An interesting juxtaposition can be drawn between two films with Jewish protagonists, Felix and Meira and Get (Der Prozess der Vivane Amsalem). The common theme of the films is Jewish women living in traditional homes who are struggling to break free of their restrictions. Although Felix and Meira takes place in Quebec and Gett takes place in Israel, the relationships depicted are both extremely conservative for the women, although they results differ significantly due to cultural influences.

In Felix and Meira, Meira is a young Jewish Orthodox mother living in Quebec, who is stifled by the cultural and religious constraints of her marriage. When she meets Felix, an under-achieving man with a dysfunctional relationship with his family, Meira is intrigued and drawn to him like a moth to flame.

Gett (which means “divorce” in Hebrew) depicts the trials and tribulations of an Israeli woman seeking a divorce. In Israel, in order to get divorced, a couple must go before a council of Rabbis to make their case, and once they receive the recommendation, the husband is given the final decision and must willingly divorce his wife. Viviane Amsalem’s husband does not want to give her a divorce. In the five years that pass by in the film, Viviane is forced to endure her husband’s refusal to grant the divorce, the dissection of her character by the all-male Rabbi council and the general torture of struggling for years for freedom from her relationship.

Both films highlight how the rules of Jewish culture affect women. Meira is a creative young woman who likes to draw and listen to jazz, which is forbidden by her husband due to their faith. The restrictions her husband and the community put upon her slowly disintegrate their relationship as she finds herself more and more drawn to the freedom of Felix and his world. In Gett, we see how Viviane, who, having married young, found herself unable to meet the religious expectations of her husband and is trying to free herself from the relationship. In both instances, the women feel stifled by their husbands and by the cultural code they are expected to follow. However, interestingly the films show two completely different reactions to the breakup.

The love of the husbands is also a major theme. In Felix and Meira, this is shown by emotional scenes of Meira’s husband trying to help their relationship, beating up Felix when he finds that they are together and, eventually, releasing his control of Meira to Felix. His relationship with Meira is extremely patriarchal, but he also clearly loves her and treats her as is expected within their society. In Gett, Viviane’s husband Elisha claims to still love his wife and this is enough to trap her permanently in the relationship according to Israeli law. Both films show the fundamental issues of such relationships, which are founded in strict power structures that have a difficult time in the modern world.

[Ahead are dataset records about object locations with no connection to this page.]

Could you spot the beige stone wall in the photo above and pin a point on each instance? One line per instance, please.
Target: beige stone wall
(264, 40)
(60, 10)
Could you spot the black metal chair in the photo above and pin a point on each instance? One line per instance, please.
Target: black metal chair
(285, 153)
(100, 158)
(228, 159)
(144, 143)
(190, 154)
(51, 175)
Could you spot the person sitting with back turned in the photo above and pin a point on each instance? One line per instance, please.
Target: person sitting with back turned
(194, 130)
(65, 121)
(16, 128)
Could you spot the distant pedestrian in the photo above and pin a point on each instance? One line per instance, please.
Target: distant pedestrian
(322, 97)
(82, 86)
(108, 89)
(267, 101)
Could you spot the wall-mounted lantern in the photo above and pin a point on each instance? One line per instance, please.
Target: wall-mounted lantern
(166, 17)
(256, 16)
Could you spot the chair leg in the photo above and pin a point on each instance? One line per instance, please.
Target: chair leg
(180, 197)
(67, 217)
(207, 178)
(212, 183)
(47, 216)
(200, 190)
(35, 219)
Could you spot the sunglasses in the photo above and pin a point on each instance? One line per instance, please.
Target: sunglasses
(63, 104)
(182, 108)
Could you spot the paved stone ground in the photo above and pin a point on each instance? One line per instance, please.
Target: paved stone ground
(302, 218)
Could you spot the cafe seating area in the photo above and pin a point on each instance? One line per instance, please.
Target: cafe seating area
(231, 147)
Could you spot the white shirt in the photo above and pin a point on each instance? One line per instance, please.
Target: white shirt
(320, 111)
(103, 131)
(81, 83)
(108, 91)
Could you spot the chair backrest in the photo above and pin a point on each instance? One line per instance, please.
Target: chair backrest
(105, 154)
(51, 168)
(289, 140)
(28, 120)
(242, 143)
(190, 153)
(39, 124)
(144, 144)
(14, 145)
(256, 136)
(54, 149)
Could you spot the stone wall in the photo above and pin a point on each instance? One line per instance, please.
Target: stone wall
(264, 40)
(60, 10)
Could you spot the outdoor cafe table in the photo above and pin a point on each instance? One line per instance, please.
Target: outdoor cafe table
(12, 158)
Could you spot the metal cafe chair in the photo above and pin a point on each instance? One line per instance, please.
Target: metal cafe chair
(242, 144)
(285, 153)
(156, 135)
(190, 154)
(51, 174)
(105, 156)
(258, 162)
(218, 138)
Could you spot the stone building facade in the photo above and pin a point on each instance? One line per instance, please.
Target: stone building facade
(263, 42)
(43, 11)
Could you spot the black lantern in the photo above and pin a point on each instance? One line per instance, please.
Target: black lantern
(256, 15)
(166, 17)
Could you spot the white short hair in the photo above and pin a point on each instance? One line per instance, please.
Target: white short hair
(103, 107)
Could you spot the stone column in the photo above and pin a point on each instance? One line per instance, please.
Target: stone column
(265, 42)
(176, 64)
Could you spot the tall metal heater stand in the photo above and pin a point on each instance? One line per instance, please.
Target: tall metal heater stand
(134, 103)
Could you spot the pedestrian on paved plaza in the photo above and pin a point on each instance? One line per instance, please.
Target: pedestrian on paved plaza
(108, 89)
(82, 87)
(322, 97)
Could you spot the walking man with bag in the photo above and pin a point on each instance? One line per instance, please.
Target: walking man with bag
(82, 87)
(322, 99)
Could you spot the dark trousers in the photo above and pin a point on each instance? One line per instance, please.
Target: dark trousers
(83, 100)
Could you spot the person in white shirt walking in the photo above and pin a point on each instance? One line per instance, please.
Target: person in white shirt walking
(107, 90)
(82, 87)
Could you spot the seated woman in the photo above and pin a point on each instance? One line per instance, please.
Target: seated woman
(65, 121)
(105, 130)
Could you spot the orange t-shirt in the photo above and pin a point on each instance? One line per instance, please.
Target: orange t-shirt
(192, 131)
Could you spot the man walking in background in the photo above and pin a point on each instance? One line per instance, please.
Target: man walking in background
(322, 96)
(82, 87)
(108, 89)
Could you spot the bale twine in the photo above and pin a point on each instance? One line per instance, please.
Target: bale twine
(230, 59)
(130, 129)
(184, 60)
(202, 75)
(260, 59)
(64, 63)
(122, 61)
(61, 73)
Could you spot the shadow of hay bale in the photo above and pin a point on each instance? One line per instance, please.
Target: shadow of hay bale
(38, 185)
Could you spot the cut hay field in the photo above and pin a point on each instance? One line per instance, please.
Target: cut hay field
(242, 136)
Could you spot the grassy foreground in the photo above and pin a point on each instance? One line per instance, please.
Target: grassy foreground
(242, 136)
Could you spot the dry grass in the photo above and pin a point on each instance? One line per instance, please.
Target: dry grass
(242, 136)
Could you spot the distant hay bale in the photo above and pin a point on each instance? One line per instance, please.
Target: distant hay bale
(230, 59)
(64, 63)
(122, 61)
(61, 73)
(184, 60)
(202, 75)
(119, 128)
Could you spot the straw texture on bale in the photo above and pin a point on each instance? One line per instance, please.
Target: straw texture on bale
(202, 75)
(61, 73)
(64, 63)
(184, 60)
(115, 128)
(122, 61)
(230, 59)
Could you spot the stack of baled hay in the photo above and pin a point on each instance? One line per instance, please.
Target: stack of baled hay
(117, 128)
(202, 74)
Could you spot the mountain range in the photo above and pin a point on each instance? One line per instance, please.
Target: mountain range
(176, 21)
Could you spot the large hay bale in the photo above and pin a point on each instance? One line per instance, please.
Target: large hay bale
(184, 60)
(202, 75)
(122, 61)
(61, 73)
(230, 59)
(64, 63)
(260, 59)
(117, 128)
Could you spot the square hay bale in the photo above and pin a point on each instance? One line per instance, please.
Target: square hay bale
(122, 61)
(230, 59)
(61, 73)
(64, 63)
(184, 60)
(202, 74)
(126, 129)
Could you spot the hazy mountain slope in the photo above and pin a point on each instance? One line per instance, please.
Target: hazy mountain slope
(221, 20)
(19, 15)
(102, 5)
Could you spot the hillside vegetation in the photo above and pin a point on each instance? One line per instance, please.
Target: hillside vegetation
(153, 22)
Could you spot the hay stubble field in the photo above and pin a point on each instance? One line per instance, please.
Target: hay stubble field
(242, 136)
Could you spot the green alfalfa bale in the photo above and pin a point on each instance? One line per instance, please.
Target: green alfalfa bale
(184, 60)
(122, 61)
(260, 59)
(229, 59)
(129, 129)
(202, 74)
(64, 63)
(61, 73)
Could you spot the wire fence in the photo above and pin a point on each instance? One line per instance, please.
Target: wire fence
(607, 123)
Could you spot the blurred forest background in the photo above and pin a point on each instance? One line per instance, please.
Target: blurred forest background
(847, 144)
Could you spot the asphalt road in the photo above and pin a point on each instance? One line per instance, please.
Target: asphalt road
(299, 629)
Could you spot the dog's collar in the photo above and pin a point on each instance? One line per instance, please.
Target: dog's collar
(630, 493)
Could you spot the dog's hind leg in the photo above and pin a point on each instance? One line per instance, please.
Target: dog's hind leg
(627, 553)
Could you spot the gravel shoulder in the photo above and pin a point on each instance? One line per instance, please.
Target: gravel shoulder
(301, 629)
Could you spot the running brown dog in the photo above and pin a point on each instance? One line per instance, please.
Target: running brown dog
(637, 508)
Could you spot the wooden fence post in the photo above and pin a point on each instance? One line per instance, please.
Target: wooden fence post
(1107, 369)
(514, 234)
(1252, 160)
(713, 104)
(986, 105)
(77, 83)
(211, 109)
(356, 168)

While clearly both films are feminist in nature and are realistic in their depictions of how even when women gain the freedom that they seek, they are not always truly released from their cultural upbringing. In Gett, Viviane must agree to give up her potential for relationships with any other man in order to get her husband to divorce her. Whether this is legally binding or if she personally takes it thus, is not explained. However, it is clear that while she is divorced, she has not truly escaped her husband’s clutches. Likewise, Meira also gains her freedom and ends up in Venice with Felix and her baby, but Felix does not look so blissfully happy as one might assume considering he chased after Meira for the whole movie, and the audience is left to wonder whether this escape from reality can really last. Can two people from such extremely different backgrounds truly stay together in the long run? And will Meira find permanent happiness completely excluded from her family and community that she has known her entire life? This is left up to the viewer to decide. In both instances, it is clear that the cultural restrictions they tried so hard to escape still have control of their lives.